And the Red backs know they can do it.
“We’re pretty young, but we are one of the most talented groups on the team,” said junior Randy Barbour.
Siwula and Barbour, who have made up the bulk of the group’s offensive production over the past three years, form the core of the Red running game. Siwula has become a Cornell legend, and Barbour shown at times when replacing Siwula in 2007 after Siwula went down with an injury in the Red’s third game. Barbour led the team with 477 yards on 124 carries and scored six touchdowns — albeit in a different style than Siwula.
“I’m more of a shifty [running back than Siwula],” Barbour said, “and he’s more of a third down back. He’s able to get you the shorter, tough yardage. I do the long run more … I want to get over 1,000 yards this year, and I really plan to do that.”
Based on practices, Barbour and Siwula will be splitting time in 2008.
“Coming off an injury like that, we don’t want to rush [Siwula] but we are hopefully [going to get him in the game],” said head coach Jim Knowles ’87. “Randy is really a guy who does better when he is fresh. I think he performs better when he has juice in his legs. We will use them both and hope they make each other better.”
The Red anticipates using some two-back sets this season to take advantage of the surplus running talent, but mainly on the goal line, according to Barbour. Placing more emphasis on the ground game wouldn’t gel with the team’s gameplan, which has changed in recent years.
“Two or three years ago we were more of a pound-it running offense. I was getting 20-25 carries a game,” Siwula said. “Now we’re a little more spread. We go to the pass first, and that’s been great because it opens up a lot more running lanes for us.
Even with the transition to an active passing game, the run remains a more-than-viable option for the Red — averaging 118.9 yards per game and accounting for 21 touchdowns last year to the nine scored on passes.
“We’re such a veteran crew. We’re getting a lot of work done,” Siwula said. “From an offensive standpoint, this is our second year in the system, so we really feel a lot more comfortable. We don’t have to worry about the basics of the system.”
With this depth, proven and developing, the intensity in practice steps up a notch.

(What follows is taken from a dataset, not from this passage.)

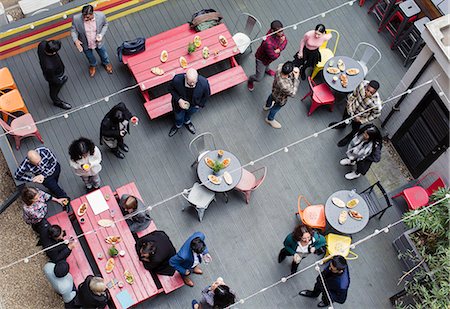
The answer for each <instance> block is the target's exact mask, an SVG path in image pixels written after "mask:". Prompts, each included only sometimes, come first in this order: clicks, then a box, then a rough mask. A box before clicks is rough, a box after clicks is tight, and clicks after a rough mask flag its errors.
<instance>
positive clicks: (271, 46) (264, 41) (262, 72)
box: [247, 20, 287, 91]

“Our group of running backs is very, very talented this year,” Siwula said. “Every day it’s a competition in practice between me, Randy, [sophomore] Marcus [Hendren] … [and sophomore] Anthony Ambrosi. Every guy has the ability to take snaps back there. If you don’t show up in practice that day, you could be not getting time. We really push each other.”
“I have been around and seen it all [and] been through it all,” Siwula added, “so I try to give [the younger players] little bits of advice. Try to keep them grounded. me and [Barbour have] really kind of stepped up into leadership roles.”
Junior Isaac Minor is also in the mix, having worked well on the punt and kick coverage teams over the past two years. Sophomore Vin Falkiewicz will also be an option.
“Right now, other than Luke, I’m the most experienced running back,” Barbour added, “so I try to model to the younger players how to take care of yourself on and off the field.”
Without many big strategic changes from last year, a major goal of the season for the running backs, along with the rest of the team, is to win the turnover battle.
“That absolutely killed us last year,” Siwula said. “We were able to, on offense, score almost 30 points a game, put up about 400 yards a game, but the turnovers absolutely killed us. That’s the strategy this year. If we can eliminate those turnovers, as an offensive unit we’ll be in a good position to be successful.”